New visitors to your site will want to know who you are, what your values are, and why they should do business with you. Don’t make them guess or hunt all over the site to find out this information. Put it where they can find it and be proud of your green offerings.
Your website should be a hive of activity, driving traffic to it to see all you have to offer. Once you have traveled down the path of being greener, be sure your website and all your marketing reflects that fact, and see what a difference it can make to your profits.
Be Active On Social Media
Once you decide to make your business greener, it will be important to market this fact to your target audience. One of the best ways to market any new initiative is on social media.
Having said that, announcing that your business is now greener can be a tricky proposition. On the one hand, regular customers don’t really like change. On the other hand, up to 90% of US consumers are interested in green issues.
Know the Green Niche
About 20% of the US consumer base is “very green” – that is, takes green issues extremely seriously.
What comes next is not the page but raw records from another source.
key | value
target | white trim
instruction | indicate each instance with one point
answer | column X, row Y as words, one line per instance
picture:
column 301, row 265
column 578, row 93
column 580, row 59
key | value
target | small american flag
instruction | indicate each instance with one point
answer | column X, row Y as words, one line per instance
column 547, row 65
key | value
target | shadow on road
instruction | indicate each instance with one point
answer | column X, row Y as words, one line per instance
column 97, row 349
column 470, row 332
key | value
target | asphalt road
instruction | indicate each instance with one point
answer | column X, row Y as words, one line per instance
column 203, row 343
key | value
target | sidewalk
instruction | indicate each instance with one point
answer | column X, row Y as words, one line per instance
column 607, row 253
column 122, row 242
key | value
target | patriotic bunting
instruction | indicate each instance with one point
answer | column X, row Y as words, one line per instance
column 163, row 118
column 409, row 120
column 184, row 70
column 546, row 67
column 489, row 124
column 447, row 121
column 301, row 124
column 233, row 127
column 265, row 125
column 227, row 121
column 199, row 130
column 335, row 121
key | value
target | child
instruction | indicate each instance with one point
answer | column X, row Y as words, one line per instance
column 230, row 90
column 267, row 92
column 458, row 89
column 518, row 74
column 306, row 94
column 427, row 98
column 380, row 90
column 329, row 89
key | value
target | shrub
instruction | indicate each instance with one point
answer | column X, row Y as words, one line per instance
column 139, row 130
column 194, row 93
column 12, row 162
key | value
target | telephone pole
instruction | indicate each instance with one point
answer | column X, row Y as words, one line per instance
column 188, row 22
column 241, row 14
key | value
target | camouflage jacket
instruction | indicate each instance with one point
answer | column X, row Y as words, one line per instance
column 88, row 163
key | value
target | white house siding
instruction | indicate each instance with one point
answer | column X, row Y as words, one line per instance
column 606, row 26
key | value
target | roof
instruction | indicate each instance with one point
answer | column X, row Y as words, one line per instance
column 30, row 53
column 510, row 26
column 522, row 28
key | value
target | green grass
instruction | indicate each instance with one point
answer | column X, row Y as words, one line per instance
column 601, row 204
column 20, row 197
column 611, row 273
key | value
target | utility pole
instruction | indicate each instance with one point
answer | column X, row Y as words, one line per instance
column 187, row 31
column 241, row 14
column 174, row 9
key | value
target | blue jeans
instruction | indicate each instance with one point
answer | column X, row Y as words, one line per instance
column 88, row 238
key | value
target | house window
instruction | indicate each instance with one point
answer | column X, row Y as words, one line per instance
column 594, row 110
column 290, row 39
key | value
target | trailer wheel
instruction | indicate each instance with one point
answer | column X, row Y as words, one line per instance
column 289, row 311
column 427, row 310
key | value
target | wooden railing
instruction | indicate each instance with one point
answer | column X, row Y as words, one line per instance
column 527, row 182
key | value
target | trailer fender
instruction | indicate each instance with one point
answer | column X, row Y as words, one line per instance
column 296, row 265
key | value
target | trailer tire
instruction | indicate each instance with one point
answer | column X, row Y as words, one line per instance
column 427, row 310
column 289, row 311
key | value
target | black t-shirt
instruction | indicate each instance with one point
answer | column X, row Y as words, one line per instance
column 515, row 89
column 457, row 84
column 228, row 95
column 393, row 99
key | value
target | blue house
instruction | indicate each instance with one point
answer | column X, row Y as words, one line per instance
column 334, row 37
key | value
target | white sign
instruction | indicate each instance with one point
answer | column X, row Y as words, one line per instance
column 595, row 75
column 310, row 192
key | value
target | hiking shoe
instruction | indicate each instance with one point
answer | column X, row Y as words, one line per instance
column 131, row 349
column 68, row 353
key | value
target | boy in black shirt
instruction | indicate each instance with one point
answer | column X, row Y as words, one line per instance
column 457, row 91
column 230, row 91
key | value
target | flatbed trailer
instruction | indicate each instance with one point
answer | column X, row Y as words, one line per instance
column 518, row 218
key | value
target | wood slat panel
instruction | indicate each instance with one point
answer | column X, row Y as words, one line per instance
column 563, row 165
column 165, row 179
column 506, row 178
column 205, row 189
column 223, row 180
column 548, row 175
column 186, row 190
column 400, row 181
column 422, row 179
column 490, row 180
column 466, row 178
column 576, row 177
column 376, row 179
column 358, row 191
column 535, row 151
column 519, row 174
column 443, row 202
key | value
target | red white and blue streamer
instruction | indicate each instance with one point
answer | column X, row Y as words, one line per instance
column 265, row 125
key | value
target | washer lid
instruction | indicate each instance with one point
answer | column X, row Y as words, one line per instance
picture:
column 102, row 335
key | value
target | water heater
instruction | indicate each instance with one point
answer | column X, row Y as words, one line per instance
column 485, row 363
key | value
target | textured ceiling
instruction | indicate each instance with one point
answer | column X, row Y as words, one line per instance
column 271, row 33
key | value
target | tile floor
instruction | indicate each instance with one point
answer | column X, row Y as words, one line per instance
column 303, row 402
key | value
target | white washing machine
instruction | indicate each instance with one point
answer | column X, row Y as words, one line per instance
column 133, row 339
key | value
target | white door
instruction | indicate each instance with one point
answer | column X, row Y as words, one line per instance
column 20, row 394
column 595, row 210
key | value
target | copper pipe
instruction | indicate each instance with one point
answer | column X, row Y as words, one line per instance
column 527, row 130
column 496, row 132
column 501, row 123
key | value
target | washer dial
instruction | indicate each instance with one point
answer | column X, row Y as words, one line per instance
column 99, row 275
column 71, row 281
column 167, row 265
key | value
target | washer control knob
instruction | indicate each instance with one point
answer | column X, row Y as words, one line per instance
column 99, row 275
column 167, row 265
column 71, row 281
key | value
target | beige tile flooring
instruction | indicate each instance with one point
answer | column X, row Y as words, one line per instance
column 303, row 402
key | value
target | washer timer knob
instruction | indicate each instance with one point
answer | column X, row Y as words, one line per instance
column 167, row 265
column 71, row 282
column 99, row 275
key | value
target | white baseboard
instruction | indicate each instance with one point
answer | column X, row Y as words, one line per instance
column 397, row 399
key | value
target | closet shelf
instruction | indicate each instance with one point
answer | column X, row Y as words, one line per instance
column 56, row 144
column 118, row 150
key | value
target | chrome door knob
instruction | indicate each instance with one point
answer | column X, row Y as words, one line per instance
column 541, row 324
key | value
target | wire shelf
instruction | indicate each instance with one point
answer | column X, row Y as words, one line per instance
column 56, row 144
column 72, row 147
Another 40% can be considered “medium green”; green issues tend to be one of their main considerations when they make any purchasing decisions, but it is not the most important one.
However, if you want to be seen as green and establish yourself as a green company, you have to be the real deal and “sell yourself” to the 20% who are truly green.
This is no easy feat. Fortunately, on social media, people tend to cluster in groups and share their interests. The green niche is a busy one. It also overlaps with other niches that have an ethical or even spiritual dimension.
For example, people who are interested in green issues are often also interested in LOHAS – that is Lifestyles of Health and Sustainability. This is a holistic way of looking at the way they live their lives, from the foods they eat and hobbies they engage in, to the products they buy, the clothes they wear, and the housewares they purchase for their homes.
People interested in green issues are also often interested in holistic health, and are therefore willing to try herbal supplements, organic foods, and healthy activities such as yoga, tai chi, a walking program, and so on.
Customer Research
People who are green tend to make their purchasing decisions based on careful research about the impact that the product has on their environment. Consider how many people have purchased hybrid cars, for example.
They do detailed research before buying. Many of them go on social media to find out people’s experiences of the green item before they make their final purchasing decision. This phenomenon, referred to as social search, can greatly influence your target market before they finally decide to press the button.
In the course of their research, a green shopper will ask friends and family, and treat social media signals as word-of-mouth advertising. In fact, studies have shown that feedback on social media sites is more trusted than information given by the manufacturer. Green consumers listen to what their peers tell them rather than what they manufacturers or labels tell them.
This being the case, it is important to make sure that you pay attention to reputation management and good customer service in relation to all of your products. Social media can be a double-edged sword. It can be a great opportunity for people to share experiences. On the other hand, it can be a tool for anonymous haters or rival companies to try to undermine your business.
However, if you are sincere and honest about your products, and really have ethical issues in mind rather than just trying to cash in on the trend, you should soon see an uptake in the green products and services you are offering to this influential and lucrative target customer base.
Your website will be the hub of all your marketing activity, so be sure to have social share buttons on your site or blog so visitors to your site can share on their social media accounts with just a click. In this way, your happy customers will spread the word and create the impression of a clean, green company worth doing business with.